The museum’s collection of signs begins in the late 19th century, before electricity lit up the logos we recognize today. Its collection covers almost 100 years — through the lightbulb era, neon period and into the time of mass plastic production.
The museum was founded in 2005 by Tod Swormstedt, according to the museum’s website. Swormstedt was a fourth-generation editor for Signs of the Times, a trade magazine. He originally opened the museum as the Signs of the Times Museum, later relaunching the collection of signs and a library of decades of issues of the magazine as the American Sign Museum.
Hand-painted, gilded gold signs showcase craftsmanship and the popularity of cigar lounges and John Wayne movies. Movie posters and retail signs, the tour guide explains through an easy-to-use audio tour, varied city to city because what they advertised was open to interpretation by local artists. Later signs would use lightbulbs and punched metal to illuminate business logos; in the 1930s, neon entered the scene to illuminate city streets with a promise of dancing, food, drugs and Jesus. The museum’s central installation is Main Street, a model of what a shop-lined street could have looked like in the 1950s. Bubbling letters full of tinted water sit in the window of a paint shop, while a familiar illuminated arrow points to the drugstore. A vintage, larger-than-life McDonald’s sign stands in the middle of the cobblestone street.
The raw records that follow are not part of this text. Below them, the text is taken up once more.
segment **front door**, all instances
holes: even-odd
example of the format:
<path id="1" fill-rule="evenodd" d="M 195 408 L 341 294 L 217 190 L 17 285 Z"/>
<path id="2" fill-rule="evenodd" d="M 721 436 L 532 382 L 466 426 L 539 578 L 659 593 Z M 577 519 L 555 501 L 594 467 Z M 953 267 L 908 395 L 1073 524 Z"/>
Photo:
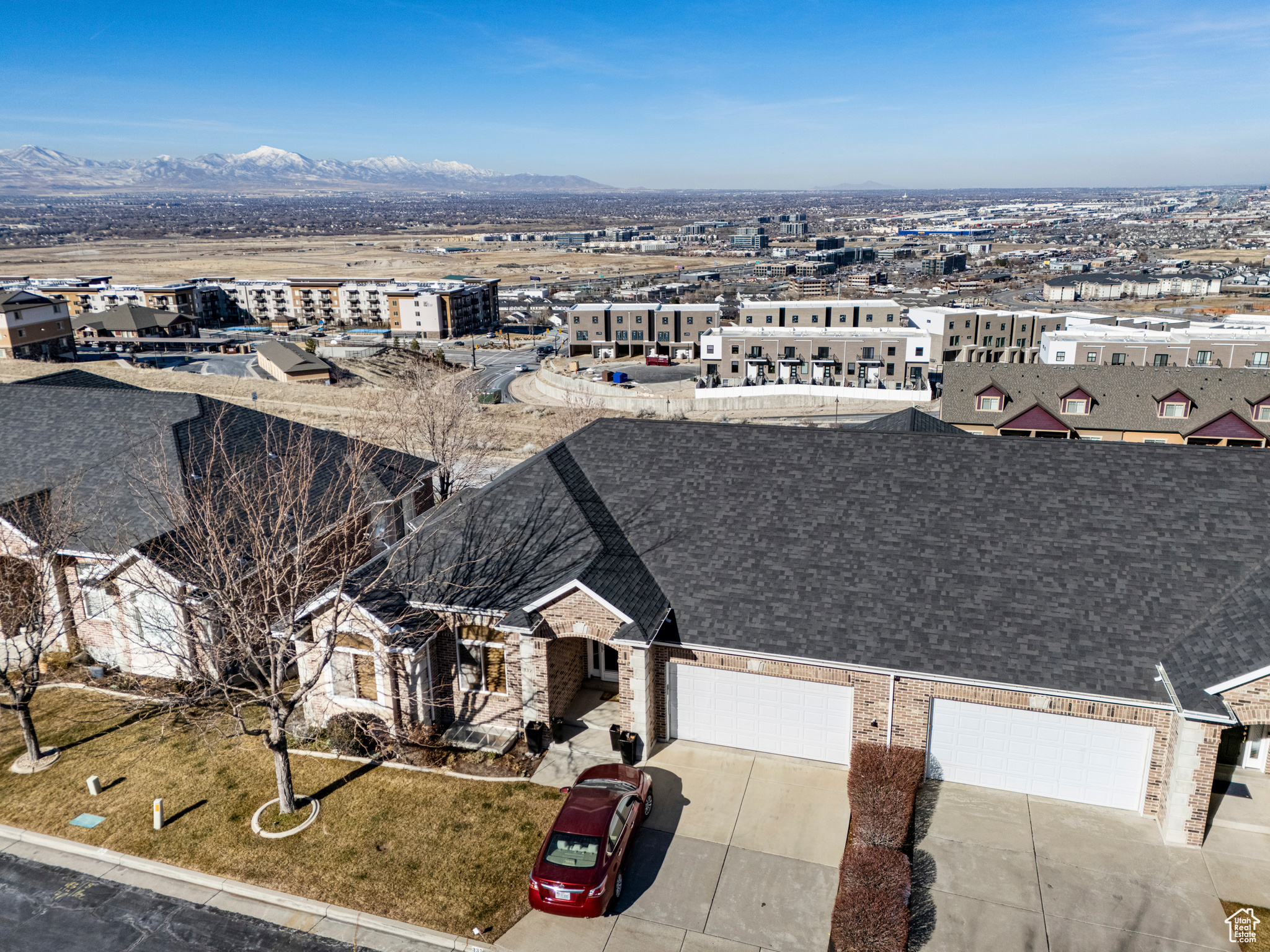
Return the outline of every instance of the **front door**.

The museum’s original name, Signs of the Times, is especially fitting when you consider that the tour path is an imprint of Cincinnati and the region’s industrial history. As you follow along with the audio segments, you can see painted barn-side signs for flour mills and tobacco companies give way to bright lights beckoning passing workers to manufacturing companies and steel mills. Around the 50s, manufacturing and steel drop off and new plastic signs advertising fast food and retail make their debut.
Perhaps the most poignant show of Cincinnati’s changing industry is the mural found along the wall parking lot in front of the museum’s main entrance. The Crosley Radio ad depicts one of the company’s famous radios and a Crosley car in front of the Crosley Empire’s huge factory and radio tower. Around the corner from this mural, the actual building sits vacant and condemned, a monument to urban decay. After the decline of analog audio, the company abandoned the production facility and moved downriver to Louisville, Ky., where their signage is a subtle logo on the side of a single-story building.
A $45 million plan to renovate the building into apartments fell through last year and the building went back on the market, reports Cincinnati.com. The 8-story structure is currently covered in decades worth of graffiti, signage for those who have climbed their way to the top.
As advertising moves off the main path and onto the Internet, once larger-than-life signs shrink. Giant Arby’s hats are broken to pieces, and old parts may even find their way to the museum’s in-house neon sign shop. A giant metal installation in front of the building features the words “ad art,” a memorial for what was once the most flashy way of getting customers in the door, now left in the dust.
As modern signage moves through minimalism and digital mediums, the gap between today’s signs and the museum’s collection continues to widen, making the journey all the more of a learning experience for guests.